A vaccine against Ebola: Searching for a solution to halt the virus

© Shutterstock
© Shutterstock

The Ebola virus was discovered in 1976 by Peter Piot, when a nun fell sick in Zaire and a pilot sent a sample of her blood to the researcher’s lab. The scientists suspected it was yellow fever but, in fact, the cause of the disease turned out to be a threadlike lethal virus, which was given the name « Ebola ». Since the virus infections were confined to only some regions in Africa and the outbreaks where short, nobody thought Ebola would cross the borders the way it is doing nowadays. In December 2013 the first reported case of the outbreak was reported in Guinea. From then on, the virus is spreading at a vertiginous speed in the African continent. The most affected regions are Sierra Leona, Liberia and Guinea. Additionally, Some Ebola cases have been reported in developed countries such as the US, Germany or France.


Players of the vaccine search


In this scenario, in order to prevent future infections and put the epidemic under control, several pharmaceutical companies are putting great efforts on developing a vaccine against Ebola. The pacesetter in this race is ChAd3-ZEBOV vaccine. This vaccine is being produced by the US National Institute of Allergy and Infectious Diseases (NIAID) and Okairos (a part of GlaxoSmithKline). Phase I trials started in the UK and the US in September and in Switzerland and Mali in October. Satisfactory results were revealed for the trial in the US. Concerning the rest of them, the outcomes will be known by the end of the first quarter of 2015.

The rVSV vaccine is being developed by New Link Genetics and Merck Vaccines USA, along with the Public Agency of Canada. Phase I trials started in the US in October. They were also accomplished in Gabon, Germany, and Switzerland in November as well as in Canada and Kenya In December.

Johnson&Johnson’s, along with Bavarian Nordic, have also committed to the fight against Ebola. In fact, the companies have destined $200 million to the development of a vaccine, which, unlike ChAd3, will require a two-step administration. In other words, the first shot will serve to prime the immune system and the second one will boost it. Janssen contemplates to produce more than one million doses of vaccine in 2015, from which 250.000 are expected to undergo clinical trials by May 2015. In January 2015, Johnson&Johnson unveiled the start of the first PI clinical trial, which is being carried out in the UK.

Novavax, a biotech company centered on recombinant nanoparticle vaccines and adjuvants, has developed the Ebola GP vaccine, which is a recombinant nanoparticle glycoprotein coming from the Ebola virus adjuvanted with Matrix-M. Novavax has recently started the Phase I clinical trials in Australia.

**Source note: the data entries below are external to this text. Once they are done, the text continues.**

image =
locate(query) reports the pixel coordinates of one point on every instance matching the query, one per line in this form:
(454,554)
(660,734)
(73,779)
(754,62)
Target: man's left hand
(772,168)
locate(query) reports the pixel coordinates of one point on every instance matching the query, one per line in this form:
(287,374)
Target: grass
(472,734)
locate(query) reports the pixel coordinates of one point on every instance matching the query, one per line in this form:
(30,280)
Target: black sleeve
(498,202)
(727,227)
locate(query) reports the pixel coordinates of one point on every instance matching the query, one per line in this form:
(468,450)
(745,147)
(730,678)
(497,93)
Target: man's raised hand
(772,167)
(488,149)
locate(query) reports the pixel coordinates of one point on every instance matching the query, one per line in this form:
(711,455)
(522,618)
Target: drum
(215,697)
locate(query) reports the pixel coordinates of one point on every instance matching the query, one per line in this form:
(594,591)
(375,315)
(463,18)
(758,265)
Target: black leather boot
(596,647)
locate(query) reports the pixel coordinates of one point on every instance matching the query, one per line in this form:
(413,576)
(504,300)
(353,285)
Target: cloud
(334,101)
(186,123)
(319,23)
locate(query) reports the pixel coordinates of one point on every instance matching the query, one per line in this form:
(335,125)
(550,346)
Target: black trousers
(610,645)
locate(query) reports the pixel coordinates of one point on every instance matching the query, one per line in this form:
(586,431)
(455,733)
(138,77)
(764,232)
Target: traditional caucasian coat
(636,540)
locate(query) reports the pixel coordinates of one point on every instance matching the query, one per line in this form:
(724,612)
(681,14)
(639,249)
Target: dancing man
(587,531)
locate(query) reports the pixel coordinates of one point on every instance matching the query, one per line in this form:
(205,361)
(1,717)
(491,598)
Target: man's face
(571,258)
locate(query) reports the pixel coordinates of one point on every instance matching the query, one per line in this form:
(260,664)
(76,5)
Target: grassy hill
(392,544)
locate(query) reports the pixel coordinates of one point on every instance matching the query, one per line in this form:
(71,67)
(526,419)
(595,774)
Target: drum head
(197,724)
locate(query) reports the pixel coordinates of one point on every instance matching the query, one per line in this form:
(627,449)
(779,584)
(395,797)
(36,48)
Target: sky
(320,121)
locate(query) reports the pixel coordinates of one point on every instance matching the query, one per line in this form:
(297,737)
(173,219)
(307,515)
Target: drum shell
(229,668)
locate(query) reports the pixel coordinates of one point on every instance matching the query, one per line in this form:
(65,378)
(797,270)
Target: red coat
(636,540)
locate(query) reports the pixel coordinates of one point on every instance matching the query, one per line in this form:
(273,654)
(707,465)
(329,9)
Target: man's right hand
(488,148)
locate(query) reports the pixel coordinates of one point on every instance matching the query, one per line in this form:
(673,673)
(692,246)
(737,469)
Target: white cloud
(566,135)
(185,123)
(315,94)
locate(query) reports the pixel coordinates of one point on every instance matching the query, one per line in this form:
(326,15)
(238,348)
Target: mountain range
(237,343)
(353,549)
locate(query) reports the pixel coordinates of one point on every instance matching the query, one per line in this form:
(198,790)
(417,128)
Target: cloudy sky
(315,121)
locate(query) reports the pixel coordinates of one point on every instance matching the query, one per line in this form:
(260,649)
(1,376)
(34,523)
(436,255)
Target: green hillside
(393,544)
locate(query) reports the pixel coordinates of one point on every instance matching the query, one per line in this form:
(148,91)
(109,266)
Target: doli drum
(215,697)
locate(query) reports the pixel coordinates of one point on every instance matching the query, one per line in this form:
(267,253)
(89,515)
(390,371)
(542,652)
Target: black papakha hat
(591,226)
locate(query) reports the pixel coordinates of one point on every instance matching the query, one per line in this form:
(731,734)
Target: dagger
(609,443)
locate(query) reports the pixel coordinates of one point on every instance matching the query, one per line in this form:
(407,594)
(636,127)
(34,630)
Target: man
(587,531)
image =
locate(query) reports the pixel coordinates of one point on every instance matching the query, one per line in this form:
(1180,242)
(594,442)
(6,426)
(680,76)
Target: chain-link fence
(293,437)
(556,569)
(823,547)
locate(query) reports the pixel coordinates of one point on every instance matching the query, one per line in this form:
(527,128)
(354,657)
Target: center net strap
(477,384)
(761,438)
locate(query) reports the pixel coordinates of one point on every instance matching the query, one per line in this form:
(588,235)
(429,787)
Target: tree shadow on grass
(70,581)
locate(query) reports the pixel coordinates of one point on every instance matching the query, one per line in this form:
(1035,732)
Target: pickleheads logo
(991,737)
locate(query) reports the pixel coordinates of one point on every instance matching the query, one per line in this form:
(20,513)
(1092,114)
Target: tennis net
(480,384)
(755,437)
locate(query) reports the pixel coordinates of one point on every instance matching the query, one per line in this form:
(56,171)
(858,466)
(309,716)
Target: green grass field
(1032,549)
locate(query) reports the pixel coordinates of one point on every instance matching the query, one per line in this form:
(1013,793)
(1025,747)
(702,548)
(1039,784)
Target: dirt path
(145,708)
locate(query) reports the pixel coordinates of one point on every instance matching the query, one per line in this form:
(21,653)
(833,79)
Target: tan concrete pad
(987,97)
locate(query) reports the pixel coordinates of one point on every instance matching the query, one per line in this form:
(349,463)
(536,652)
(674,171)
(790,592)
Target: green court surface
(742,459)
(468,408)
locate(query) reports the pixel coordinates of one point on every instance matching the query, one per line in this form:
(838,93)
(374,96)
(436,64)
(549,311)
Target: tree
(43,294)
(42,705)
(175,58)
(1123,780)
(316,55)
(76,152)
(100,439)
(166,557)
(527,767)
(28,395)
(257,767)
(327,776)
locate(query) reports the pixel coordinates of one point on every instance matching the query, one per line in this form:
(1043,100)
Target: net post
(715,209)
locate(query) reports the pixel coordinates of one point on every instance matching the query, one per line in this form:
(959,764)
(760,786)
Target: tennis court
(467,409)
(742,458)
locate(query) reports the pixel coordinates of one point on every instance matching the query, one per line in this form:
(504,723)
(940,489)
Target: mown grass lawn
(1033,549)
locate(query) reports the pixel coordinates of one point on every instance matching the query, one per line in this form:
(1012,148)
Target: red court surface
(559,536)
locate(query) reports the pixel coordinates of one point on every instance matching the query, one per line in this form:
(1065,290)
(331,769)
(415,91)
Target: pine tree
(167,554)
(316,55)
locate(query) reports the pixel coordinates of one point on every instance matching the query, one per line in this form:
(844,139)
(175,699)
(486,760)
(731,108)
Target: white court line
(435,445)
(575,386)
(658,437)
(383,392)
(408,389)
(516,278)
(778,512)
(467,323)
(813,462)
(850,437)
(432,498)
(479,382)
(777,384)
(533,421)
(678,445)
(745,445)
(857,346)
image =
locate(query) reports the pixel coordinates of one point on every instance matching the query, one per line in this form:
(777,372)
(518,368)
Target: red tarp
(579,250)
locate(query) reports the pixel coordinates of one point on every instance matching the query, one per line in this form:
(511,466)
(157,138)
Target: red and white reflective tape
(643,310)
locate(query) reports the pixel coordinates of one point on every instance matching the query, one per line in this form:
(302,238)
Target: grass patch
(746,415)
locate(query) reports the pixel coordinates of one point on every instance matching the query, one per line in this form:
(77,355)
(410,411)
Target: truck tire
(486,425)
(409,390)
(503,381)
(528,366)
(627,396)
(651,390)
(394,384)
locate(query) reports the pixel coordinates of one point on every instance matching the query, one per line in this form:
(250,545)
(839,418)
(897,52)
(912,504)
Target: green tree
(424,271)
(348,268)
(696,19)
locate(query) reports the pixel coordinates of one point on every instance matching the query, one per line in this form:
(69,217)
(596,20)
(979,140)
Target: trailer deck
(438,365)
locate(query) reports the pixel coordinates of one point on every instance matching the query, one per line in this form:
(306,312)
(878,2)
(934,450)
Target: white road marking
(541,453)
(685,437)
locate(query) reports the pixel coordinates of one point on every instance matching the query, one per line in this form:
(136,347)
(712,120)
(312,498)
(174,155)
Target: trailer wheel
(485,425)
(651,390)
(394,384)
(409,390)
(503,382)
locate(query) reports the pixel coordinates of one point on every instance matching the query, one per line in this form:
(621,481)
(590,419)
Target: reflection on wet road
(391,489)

The Russian Federal Ministry of Health is also developing a recombinant influenza candidate Ebola vaccine, that will begin Phase I trials by the second half of this year.


It is easy to develop a vaccine against Ebola?


While the development of these vaccines could help us keep Ebola under control, it exists challenges and concerns that should be assessed, ranging from technical issues to unpredictability of the virus. As it propagates, it mutates and the virus could get either more or less virulent. In the second case, people would stay alive for longer and the chances for the virus to infect other individuals would increase. Also, if the virus continues to mutate as fast as the actual rate, the vaccines, which are being developed could lose efficacy or they could even become ineffective.

Moreover, Ebola has the ability to change its shape thanks to the VP40 protein, depending on the function it wants to perform. The different shapes that the Ebola can adopt have implications for drug design. The therapies should target all the forms in order to neutralize the virus.

The technical and logistical issues that need to be addressed before performing the clinical trials should not be overlooked either. For example, vaccines should be stored at a temperature of -80°C, which can be a problem taking into account that the electricity in some communities is not reliable. One solution could be the lyophilization of the vaccine. In this case, it could be stored in regular freezers.

Another impediment that needs to be overcome is speeding up the quality approval process required by regulators for vaccines. This could be accomplished by running several quality controls in parallel.

An issue that is being addressed is the allocation of vaccines. Who will be vaccinated first? Will be enough doses available for all the people? The number of doses required as well as the availability will depend on the results of the clinical trials and the decisions that will be made by ministries of health.